I’ve written before about my “special” bookshelf, which holds those books that have made me want to read them over and again. I restrict that shelf to 20 volumes. To add a new book I must remove one of the others. Yes, that can be troubling.
My new addition is Samuel Eliot Morison’s “The Great Explorers; The European Discovery of America.” It’s an abridgement of two previous volumes, one devoted to the northern voyages and the other to the southern ones. It’s also Morison’s last effort. He died in 1976. My copy is a paperback edition, published in 1986. Used.
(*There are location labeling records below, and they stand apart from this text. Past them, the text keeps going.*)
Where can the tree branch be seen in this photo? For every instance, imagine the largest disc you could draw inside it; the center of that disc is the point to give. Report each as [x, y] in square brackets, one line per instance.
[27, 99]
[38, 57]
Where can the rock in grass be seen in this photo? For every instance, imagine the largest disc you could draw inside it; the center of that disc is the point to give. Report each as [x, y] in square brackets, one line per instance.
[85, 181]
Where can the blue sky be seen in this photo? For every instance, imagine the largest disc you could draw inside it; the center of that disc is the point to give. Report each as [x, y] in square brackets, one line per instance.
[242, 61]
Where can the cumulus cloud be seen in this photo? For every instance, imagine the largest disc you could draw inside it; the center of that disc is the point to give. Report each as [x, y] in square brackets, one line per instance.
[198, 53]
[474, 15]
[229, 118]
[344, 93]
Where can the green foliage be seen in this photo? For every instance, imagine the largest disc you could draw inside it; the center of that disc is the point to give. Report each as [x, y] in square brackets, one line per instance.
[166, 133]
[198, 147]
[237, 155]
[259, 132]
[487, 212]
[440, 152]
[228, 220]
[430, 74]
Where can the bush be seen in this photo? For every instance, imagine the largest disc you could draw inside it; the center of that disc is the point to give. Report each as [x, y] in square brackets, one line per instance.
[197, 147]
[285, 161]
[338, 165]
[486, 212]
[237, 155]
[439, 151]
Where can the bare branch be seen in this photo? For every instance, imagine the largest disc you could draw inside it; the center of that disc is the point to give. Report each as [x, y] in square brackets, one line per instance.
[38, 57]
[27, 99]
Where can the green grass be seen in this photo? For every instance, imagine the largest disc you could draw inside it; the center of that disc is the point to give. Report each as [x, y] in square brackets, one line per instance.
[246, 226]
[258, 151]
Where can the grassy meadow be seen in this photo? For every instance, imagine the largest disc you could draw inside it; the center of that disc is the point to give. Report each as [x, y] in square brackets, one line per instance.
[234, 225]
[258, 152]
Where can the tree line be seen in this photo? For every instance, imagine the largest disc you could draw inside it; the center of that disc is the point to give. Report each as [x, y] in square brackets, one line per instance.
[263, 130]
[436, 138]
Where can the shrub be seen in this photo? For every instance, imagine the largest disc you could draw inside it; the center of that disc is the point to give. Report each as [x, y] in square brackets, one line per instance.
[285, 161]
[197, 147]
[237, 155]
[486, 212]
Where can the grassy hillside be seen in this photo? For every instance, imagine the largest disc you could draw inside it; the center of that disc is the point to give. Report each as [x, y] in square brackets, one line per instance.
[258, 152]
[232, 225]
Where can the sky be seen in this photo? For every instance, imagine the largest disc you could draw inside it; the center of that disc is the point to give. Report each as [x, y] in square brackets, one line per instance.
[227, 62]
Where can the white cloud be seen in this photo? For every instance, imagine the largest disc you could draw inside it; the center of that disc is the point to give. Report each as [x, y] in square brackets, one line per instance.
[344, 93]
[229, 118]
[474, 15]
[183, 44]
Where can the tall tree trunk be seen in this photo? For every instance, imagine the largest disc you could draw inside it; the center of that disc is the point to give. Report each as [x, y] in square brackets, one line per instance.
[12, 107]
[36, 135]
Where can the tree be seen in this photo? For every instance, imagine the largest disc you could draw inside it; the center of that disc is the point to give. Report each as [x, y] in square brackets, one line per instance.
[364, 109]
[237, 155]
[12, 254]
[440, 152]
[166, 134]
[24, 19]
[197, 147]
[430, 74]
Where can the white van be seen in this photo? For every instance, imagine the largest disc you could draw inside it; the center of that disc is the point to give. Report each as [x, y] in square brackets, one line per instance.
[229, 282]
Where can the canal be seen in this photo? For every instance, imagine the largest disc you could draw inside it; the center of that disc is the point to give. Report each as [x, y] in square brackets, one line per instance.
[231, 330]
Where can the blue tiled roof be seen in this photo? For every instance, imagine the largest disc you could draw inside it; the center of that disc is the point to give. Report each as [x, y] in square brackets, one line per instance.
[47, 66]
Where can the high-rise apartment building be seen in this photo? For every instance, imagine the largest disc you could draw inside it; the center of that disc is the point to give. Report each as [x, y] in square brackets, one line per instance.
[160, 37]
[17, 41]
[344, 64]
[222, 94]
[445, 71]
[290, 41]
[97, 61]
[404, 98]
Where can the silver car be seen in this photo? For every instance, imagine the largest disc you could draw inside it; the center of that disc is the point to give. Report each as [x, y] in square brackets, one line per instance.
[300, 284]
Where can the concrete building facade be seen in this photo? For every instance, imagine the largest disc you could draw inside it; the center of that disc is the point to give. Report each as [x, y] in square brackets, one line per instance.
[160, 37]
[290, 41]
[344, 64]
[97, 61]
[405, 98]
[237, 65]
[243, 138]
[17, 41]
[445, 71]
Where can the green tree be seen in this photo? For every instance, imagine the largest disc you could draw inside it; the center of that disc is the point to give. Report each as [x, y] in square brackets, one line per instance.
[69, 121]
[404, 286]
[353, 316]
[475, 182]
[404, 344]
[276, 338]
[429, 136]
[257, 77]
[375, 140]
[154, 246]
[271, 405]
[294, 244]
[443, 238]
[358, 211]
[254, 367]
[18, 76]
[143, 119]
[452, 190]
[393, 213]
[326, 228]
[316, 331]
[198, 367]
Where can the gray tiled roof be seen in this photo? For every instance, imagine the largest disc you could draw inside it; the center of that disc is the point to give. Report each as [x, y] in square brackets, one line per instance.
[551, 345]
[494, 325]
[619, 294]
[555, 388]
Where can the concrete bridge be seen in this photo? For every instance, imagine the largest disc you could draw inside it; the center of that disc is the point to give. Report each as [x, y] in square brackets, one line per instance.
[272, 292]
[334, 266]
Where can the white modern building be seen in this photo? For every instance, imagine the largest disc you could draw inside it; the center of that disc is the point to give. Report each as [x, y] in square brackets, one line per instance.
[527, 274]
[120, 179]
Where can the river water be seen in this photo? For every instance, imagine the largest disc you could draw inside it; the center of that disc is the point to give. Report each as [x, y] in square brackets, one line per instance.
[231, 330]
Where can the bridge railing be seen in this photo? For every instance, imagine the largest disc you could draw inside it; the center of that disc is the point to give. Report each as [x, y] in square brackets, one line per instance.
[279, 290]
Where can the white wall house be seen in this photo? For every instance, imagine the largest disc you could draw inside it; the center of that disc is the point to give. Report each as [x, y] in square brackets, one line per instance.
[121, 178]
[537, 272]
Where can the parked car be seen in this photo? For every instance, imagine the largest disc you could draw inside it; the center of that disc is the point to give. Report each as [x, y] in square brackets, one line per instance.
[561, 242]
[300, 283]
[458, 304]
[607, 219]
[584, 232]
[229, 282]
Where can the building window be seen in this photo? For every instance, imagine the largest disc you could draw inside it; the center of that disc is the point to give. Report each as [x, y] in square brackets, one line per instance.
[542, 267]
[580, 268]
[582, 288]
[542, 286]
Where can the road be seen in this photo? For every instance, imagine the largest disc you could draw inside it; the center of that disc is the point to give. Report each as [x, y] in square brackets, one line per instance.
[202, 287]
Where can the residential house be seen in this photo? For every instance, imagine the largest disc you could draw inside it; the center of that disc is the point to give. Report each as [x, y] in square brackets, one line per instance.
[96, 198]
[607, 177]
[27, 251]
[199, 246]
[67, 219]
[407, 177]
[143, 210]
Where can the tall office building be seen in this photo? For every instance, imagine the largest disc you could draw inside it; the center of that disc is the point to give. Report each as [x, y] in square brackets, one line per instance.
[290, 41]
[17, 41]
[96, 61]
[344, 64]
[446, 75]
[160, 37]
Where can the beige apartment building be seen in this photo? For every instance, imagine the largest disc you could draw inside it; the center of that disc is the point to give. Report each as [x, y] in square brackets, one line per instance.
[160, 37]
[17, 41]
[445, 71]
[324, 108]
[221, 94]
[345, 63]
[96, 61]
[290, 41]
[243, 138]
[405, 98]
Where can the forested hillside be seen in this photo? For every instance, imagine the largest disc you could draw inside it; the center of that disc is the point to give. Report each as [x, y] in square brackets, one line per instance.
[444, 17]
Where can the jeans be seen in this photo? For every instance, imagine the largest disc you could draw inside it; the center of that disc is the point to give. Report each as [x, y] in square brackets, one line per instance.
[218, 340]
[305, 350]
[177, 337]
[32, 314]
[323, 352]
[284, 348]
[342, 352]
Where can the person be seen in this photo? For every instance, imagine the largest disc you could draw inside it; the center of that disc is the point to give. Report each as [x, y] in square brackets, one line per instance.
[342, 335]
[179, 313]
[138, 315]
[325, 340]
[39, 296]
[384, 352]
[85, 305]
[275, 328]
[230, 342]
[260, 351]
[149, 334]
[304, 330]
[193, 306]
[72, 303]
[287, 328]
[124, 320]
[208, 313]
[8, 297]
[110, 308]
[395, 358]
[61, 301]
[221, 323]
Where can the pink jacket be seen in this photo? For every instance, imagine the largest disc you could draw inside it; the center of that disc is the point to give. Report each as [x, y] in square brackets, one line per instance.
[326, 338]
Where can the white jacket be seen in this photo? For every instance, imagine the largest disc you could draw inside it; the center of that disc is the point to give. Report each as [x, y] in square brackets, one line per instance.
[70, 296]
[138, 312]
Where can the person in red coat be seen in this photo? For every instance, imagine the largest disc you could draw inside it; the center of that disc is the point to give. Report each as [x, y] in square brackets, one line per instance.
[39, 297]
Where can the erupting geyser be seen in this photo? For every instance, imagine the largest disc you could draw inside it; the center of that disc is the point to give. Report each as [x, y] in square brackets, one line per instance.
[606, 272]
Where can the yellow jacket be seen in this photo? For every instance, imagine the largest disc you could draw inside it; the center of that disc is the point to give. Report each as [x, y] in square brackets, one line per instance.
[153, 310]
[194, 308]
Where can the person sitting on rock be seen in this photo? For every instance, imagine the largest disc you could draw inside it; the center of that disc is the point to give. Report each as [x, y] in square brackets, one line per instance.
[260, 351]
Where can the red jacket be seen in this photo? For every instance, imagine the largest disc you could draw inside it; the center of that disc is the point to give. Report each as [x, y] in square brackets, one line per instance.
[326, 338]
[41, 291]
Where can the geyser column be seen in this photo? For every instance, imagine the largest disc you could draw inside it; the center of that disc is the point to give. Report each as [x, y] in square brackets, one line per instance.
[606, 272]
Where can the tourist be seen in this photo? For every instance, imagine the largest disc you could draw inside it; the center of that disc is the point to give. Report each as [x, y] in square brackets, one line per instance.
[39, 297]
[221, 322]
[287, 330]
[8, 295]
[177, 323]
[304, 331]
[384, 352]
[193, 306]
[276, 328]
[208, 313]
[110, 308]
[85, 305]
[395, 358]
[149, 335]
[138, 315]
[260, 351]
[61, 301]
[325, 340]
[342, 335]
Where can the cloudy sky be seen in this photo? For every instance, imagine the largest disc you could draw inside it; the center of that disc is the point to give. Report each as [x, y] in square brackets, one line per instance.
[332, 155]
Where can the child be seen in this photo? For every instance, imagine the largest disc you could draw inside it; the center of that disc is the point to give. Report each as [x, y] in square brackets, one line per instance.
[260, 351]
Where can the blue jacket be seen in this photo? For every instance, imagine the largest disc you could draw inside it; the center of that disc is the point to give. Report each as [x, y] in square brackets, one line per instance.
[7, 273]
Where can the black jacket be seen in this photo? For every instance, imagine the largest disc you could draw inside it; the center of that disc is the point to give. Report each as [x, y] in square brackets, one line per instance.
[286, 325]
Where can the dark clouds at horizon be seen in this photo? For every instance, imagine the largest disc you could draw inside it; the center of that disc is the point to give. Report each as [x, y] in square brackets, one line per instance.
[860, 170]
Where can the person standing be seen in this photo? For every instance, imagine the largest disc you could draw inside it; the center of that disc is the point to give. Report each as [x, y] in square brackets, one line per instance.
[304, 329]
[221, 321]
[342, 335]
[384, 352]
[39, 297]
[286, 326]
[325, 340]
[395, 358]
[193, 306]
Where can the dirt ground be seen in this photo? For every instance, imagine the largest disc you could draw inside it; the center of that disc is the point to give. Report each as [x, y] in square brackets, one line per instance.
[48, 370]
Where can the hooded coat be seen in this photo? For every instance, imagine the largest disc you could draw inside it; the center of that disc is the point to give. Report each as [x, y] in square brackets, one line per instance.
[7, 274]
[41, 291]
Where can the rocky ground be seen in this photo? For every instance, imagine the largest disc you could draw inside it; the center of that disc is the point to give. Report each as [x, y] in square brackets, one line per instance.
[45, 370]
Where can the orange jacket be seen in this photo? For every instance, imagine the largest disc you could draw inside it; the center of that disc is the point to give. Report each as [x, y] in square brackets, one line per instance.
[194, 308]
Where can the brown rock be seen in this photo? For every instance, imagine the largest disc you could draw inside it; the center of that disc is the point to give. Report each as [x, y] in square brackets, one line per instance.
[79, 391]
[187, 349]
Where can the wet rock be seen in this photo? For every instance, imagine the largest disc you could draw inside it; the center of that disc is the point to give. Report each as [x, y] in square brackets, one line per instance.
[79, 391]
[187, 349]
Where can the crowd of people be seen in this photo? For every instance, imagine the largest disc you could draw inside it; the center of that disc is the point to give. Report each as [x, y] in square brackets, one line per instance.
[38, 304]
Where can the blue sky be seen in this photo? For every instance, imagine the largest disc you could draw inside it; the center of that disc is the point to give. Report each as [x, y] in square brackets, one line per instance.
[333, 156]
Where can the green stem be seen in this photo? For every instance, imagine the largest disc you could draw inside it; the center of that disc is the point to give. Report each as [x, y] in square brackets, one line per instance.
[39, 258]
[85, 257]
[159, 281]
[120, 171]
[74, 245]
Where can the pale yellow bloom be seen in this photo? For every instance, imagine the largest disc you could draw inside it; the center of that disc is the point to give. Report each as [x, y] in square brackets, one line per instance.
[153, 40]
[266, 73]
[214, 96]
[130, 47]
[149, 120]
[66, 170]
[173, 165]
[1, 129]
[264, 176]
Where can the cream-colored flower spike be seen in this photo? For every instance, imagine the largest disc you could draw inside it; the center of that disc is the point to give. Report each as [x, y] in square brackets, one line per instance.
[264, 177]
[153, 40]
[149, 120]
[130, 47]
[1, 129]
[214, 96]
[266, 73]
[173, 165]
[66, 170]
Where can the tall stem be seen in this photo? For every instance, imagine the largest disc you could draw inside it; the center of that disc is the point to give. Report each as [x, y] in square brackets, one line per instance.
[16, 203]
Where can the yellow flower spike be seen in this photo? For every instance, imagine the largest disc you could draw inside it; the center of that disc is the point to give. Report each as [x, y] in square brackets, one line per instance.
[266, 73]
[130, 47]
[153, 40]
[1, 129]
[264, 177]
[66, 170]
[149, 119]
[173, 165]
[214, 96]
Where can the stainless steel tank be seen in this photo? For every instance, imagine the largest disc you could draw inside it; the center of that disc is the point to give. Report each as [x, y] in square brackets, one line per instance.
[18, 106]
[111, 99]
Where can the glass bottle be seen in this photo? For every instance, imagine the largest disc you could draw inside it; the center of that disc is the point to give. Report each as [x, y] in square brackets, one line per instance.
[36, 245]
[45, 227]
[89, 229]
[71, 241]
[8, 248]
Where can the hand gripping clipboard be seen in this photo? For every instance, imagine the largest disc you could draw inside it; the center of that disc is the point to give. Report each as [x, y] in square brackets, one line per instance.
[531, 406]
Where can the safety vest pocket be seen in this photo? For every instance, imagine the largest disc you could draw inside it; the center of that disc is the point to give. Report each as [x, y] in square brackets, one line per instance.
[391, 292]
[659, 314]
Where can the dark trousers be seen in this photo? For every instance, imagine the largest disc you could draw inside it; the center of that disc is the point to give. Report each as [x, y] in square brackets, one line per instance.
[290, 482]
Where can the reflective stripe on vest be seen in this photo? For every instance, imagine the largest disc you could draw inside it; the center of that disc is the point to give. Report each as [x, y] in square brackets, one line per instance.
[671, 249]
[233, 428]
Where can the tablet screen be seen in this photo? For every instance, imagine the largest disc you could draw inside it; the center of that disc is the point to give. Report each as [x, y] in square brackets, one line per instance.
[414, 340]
Morison was a noted maritime historian, a Rear Admiral in the Naval Reserve, an accomplished sailor. His passion was the adventures of those seaman who set out into the unknown. Not satisfied with scholarly research, Morison sailed the routes for himself. He became the authority on Christopher Columbus.
“The Great Explorers” is told in detail – their ships, their lives aboard, their passions and their rewards, the political milieu in which they lived. The book is well supplied with illustrations, old and recent. It is an example of historical scholarship at its finest.
What struck a chord with me, was a comment in the introduction. Morison writes:
“But it has fallen to my lot, working on this subject, to have read some of the most tiresome historical literature in existence. Young men seeking academic promotion, old men seeking publicity, neither one nor the other knowing the subject in depth, write worthless articles, and the so-called learned journals are altogether too hospitable to these effusions.”
That made me wince. In my career as a scientist I’ve published on some rather worthless or trivial subjects. And may do so again, I fear.
And it made me wonder – what would Morison have made of the internet? Would he find it of value in his research? Would he cringe at historical or scientific information couched in political frameworks?
Read The Great Explorers for enjoyment. Sail the Atlantic with Morison. See the world through his eyes.
Dac Crossley
August 25, 2013.
“Reading is the sole means by which we slip, involuntarily, often helplessly, into another’s skin, another’s voice, another’s soul.” – Joyce Carol Oates.